The idea of using machines to translate human languages is not new, with the first recorded proposal dating back to the 17th century. No such machine was feasible, however, until the development of computers during World War II. Work began in earnest after the war, somewhat driven by the advent of the cold war and the need to translate vast volumes of classified Soviet documentation. The famed 1954 Georgetown experiment demonstrated the automatic translation of over 60 sentences from Russian to English and created great excitement in US government circles. Vast funding programmes followed over the next decade.
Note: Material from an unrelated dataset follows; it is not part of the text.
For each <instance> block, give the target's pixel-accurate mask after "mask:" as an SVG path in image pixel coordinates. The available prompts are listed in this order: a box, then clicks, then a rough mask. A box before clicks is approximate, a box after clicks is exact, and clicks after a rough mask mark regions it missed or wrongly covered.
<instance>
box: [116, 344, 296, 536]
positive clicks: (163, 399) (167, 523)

The party came to an abrupt stop, however, following the damning 1966 ALPAC report which concluded that machine translation had little practical future either in the short or medium term. As a result of the report, funding dried up and little or no progress was made on machine translation until the late 1980s when computational power began to increase rapidly, making the use of artificial intelligence possible. At an estimated 60%, accuracy was, nevertheless, still a major issue. Ultimately, terminological, semantic and grammatical ambiguities derailed all such projects.
In more recent times, the US Defence Advanced Research Projects Agency (DARPA – the force behind the development of ARPANET in the 60s, the forerunner to the Internet) launched the Gale programme (Global Autonomous Language Exploitation), with the goal of providing the Pentagon with a machine translation solution that generates less than 10% errors. It is primarily targeted at Arabic and Mandarin Chinese and initial reports seem to indicate that this target is being met.
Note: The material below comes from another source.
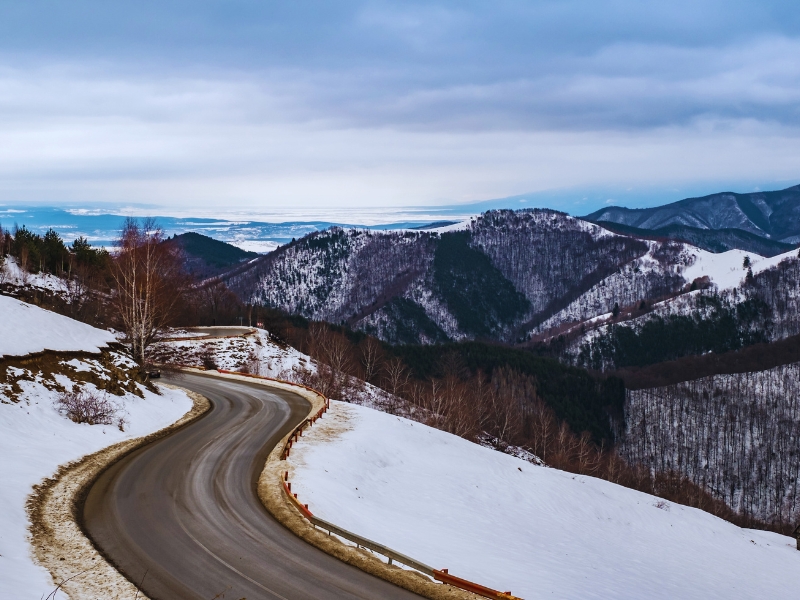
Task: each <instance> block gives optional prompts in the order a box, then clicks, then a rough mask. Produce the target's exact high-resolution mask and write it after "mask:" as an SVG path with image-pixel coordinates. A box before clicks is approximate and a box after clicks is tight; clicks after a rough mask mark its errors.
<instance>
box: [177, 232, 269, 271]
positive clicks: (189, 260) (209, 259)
mask: <svg viewBox="0 0 800 600" xmlns="http://www.w3.org/2000/svg"><path fill="white" fill-rule="evenodd" d="M166 243H168V244H176V245H177V246H179V247H180V249H181V250H182V252H183V256H184V261H185V269H186V271H187V272H188V273H189V274H191V275H194V276H195V277H197V278H198V279H207V278H209V277H214V276H216V275H219V274H221V273H224V272H226V271H229V270H230V269H231V268H232V267H235V266H238V265H240V264H241V263H243V262H245V261H247V260H252V259H254V258H258V257H259V256H261V255H260V254H258V253H257V252H247V251H245V250H242V249H241V248H237V247H236V246H232V245H231V244H226V243H225V242H220V241H219V240H215V239H213V238H210V237H208V236H206V235H201V234H199V233H194V232H188V233H182V234H181V235H175V236H172V237H171V238H168V239H167V241H166Z"/></svg>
It was the advent of the information society in the late 90s that brought machine translation into the public domain. Accuracy took a back seat to access. Indeed, the free availability of such systems has fundamentally reshaped the web by allowing us all to browse websites written in a host of languages. Popular online machine translation systems include Yahoo's Babelfish and Google's Language Tools. Quality varies dramatically depending on the complexity of what you're translating. This is a sample financial translation using both of these systems. Judge for yourself:
Original text: Les obligations à terme de deux ans ont gagné 0, 01 $ à 100,20 $; celles à 10 ans ont cédé 0,05 $ à 98,27 $; celles à long terme reculaient de 0,15 $ à 123,20 $.Le rendement des obligations canadiennes à 5,75 pour cent échéant en 2033, un indicateur du coût à long terme des emprunts, était de 4,27 pour cent. L'argent au jour le jour était à 4,25 pour cent. Ces données sont fournies par la Banque Royale.
Google's Language Tools: Bonds after two years have won 0, $ 01 to $ 100.20; those 10 years have yielded $ 0.05 to $ 98.27; those long-term decline of $ 0.15 to $ 123.20 . The return on Canadian bonds at 5.75 percent maturing in 2033, an indicator of long-term costs of borrowing, was 4.27 percent. The money from day to day was at 4.25 percent. These data are provided by the Royal Bank.
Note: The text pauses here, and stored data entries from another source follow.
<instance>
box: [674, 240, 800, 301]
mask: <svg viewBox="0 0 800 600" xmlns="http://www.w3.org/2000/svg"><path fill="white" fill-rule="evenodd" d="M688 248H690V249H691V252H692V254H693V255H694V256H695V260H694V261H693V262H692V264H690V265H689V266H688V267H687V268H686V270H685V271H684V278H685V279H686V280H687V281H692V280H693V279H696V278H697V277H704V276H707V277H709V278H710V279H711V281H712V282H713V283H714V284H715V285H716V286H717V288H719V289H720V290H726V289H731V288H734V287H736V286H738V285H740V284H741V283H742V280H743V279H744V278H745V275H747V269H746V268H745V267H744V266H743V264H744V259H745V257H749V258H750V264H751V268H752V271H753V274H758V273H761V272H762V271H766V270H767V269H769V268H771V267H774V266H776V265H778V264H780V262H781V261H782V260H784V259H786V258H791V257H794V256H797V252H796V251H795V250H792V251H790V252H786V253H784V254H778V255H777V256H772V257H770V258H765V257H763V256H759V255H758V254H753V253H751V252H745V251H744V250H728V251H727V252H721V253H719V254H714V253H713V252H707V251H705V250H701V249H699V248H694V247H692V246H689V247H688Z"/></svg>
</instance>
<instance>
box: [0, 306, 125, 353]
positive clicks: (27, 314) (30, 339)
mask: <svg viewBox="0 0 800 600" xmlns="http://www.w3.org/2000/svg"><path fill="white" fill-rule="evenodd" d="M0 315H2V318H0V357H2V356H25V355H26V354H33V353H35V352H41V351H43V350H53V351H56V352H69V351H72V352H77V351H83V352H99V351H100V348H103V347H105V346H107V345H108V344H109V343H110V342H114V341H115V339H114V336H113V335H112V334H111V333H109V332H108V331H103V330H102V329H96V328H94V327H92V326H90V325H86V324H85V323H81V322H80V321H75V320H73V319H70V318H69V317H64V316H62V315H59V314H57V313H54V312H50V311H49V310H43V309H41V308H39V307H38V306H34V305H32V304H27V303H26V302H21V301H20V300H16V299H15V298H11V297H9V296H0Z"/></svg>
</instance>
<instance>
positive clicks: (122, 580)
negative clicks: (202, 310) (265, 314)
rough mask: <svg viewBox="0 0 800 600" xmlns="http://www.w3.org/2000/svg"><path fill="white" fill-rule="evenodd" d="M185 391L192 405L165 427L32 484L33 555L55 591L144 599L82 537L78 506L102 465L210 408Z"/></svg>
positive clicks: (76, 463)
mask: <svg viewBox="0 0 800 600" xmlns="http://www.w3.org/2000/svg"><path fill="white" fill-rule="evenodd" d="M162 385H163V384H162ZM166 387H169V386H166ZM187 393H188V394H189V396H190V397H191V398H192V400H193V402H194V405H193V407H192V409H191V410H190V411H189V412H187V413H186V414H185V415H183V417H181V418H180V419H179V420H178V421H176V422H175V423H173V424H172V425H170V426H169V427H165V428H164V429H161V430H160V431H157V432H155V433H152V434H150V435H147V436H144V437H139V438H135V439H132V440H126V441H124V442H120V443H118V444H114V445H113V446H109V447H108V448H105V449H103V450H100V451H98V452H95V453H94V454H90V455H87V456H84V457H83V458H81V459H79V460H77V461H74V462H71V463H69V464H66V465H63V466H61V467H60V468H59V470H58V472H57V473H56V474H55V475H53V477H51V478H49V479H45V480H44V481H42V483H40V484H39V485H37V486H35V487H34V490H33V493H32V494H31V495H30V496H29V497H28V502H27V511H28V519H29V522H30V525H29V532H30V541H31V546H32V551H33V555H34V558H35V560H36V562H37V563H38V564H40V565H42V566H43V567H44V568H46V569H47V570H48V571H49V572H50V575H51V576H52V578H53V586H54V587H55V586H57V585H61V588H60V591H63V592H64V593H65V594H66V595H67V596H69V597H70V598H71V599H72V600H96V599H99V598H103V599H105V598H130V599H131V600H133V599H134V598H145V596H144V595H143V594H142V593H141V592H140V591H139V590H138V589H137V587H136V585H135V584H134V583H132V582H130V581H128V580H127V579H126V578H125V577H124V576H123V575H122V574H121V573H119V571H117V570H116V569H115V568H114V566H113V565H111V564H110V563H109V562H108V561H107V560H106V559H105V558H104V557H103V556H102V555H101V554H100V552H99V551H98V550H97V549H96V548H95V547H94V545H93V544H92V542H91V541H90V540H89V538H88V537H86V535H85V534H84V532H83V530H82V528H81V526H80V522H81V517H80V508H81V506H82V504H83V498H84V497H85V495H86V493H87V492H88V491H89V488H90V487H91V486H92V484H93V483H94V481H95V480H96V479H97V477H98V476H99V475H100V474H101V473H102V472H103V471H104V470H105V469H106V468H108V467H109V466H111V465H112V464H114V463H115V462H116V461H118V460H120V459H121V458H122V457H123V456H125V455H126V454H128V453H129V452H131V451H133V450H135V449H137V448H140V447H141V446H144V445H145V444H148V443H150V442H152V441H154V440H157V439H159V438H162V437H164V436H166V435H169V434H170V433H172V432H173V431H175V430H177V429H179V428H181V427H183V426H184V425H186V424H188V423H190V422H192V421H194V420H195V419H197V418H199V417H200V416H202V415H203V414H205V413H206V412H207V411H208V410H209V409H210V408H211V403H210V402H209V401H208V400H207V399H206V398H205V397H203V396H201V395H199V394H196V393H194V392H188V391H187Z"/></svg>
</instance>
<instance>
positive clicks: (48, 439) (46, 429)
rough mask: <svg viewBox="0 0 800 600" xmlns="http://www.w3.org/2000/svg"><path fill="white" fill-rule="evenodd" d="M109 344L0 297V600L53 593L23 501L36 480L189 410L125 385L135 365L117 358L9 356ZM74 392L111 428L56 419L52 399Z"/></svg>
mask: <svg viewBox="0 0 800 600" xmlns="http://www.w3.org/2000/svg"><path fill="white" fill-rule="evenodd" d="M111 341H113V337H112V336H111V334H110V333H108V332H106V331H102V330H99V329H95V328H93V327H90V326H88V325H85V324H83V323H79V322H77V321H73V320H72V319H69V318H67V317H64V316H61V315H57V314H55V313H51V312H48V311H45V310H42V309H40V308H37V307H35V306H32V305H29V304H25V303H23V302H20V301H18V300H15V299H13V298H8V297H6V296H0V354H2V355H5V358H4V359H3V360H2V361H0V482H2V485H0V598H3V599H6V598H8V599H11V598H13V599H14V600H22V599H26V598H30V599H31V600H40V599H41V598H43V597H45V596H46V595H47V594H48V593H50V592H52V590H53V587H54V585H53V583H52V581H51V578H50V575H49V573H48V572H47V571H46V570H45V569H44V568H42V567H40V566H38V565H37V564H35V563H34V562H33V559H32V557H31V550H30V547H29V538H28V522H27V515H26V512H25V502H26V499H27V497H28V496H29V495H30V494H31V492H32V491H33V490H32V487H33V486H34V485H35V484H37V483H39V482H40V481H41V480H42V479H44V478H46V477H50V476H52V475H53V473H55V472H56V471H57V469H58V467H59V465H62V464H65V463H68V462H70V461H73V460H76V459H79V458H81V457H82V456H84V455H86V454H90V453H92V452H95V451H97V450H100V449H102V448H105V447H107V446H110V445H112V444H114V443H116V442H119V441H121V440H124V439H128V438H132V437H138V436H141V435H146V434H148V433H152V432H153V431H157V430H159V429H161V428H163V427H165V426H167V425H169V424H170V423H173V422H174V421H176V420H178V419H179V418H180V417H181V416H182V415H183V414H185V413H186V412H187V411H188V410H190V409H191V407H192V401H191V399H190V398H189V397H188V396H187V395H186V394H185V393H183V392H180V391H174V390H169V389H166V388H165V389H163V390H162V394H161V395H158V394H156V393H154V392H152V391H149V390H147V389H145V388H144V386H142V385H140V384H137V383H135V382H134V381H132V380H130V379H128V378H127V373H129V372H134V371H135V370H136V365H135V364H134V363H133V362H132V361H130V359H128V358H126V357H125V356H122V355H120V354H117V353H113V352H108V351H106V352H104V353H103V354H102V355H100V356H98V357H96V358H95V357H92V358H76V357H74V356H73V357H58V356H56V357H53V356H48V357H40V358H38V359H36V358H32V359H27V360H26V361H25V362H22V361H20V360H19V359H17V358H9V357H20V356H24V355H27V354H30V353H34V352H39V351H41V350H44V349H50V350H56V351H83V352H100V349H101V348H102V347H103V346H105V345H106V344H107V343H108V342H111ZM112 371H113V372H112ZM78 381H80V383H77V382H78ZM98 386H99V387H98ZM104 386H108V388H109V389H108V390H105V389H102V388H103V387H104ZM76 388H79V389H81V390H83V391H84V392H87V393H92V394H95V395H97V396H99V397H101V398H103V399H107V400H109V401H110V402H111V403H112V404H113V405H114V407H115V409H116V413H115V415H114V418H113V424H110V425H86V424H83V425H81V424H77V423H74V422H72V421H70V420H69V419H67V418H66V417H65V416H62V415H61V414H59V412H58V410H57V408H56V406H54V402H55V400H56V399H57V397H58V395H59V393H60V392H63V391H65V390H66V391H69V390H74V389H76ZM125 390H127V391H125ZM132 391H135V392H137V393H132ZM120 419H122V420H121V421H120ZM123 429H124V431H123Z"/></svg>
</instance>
Yahoo's Babelfish: The obligations in the long term two years gained 0,01 $ to 100,20 $; those at 10 years yielded 0,05 $ to 98,27 $; those in the long run moved back of 0,15 $ to 123,20 $.Le output of the Canadian obligations to 5,75 percent falling due in 2033, an indicator of the long-term cost of the loans, was of 4,27 percent. L' money from day to day was with 4,25 percent. These data are provided by the Royal Bank.